We devise survey-weighted pseudo posterior distribution estimators under two-stage informative sampling of both primary clusters and secondary nested units for a one-way analysis of variance (ANOVA) population generating model as a simple canonical case where population model random effects are defined to be coincident with the primary clusters, for example student performance based on a survey of schools and students such as the 2000 OECD Programme for International Student Assessment (PISA). We consider estimation on an observed informative sample under both an augmented pseudo likelihood that co-samples the random effects, as well as an integrated likelihood that marginalizes out the random effects from the survey-weighted augmented pseudo likelihood. This paper includes a theoretical exposition that enumerates easily verified conditions for which estimation under the augmented pseudo posterior is guaranteed to be consistent at the true generating parameters. We reveal in simulation that both approaches produce asymptotically unbiased estimation of the generating hyperparameters for the random effects when a key condition on the sum of within cluster weighted residuals is met. We present a comparison with two frequentist alternatives, an expectation-maximization approach and a composite likelihood method that requires pairwise sampling weights.
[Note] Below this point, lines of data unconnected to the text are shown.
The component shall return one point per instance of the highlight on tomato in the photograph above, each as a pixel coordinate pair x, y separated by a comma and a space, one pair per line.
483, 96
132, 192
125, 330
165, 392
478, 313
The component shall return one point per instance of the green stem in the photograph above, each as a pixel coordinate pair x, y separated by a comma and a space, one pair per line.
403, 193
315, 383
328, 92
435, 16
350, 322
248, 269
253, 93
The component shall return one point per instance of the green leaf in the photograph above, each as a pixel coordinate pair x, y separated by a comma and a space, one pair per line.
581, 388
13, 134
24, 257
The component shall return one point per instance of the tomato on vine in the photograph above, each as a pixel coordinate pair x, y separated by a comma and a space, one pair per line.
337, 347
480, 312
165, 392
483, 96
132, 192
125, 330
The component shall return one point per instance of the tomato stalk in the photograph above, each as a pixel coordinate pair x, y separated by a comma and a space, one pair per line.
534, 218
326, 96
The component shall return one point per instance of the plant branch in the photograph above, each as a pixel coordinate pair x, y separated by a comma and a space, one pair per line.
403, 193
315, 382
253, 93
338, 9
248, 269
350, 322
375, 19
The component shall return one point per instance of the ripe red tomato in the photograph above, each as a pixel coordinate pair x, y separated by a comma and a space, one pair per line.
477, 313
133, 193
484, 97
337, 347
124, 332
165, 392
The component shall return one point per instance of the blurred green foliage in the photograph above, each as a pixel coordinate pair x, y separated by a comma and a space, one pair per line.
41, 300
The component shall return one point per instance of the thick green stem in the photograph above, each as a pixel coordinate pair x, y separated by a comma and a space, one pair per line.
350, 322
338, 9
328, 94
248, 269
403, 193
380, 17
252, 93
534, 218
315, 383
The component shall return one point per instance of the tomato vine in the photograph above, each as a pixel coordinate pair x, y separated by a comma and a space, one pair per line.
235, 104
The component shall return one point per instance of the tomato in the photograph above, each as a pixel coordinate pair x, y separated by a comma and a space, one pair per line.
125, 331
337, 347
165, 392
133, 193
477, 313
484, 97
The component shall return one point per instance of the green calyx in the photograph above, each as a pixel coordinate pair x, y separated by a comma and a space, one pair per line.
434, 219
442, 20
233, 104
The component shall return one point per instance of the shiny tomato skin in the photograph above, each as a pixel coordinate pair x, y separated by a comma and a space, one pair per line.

翻译：我们针对两阶段信息性抽样（包括初级群集和次级嵌套单元）设计了一种基于调查加权的伪后验分布估计方法，用于单向方差分析（ANOVA）总体生成模型。该模型作为一个简单的典型情形，其中总体模型随机效应被定义为与初级群集一致——例如，基于2000年OECD国际学生评估项目（PISA）对学校和学生调查所得的学生表现数据。我们在观测到的信息性样本上考虑两种估计途径：一是采用增广伪似然函数，将随机效应共抽样纳入模型；二是采用积分似然函数，通过从调查加权增广伪似然中边缘化随机效应。本文的理论阐述列举了易于验证的条件，在这些条件下，基于增广伪后验的估计能够保证在真实生成参数处具有一致性。模拟研究表明，当群集内加权残差之和满足关键条件时，两种方法均能对随机效应的生成超参数产生渐近无偏估计。我们还将这两种方法与两种频率学派替代方法进行了比较：期望最大化方法和需要成对抽样权重的复合似然方法。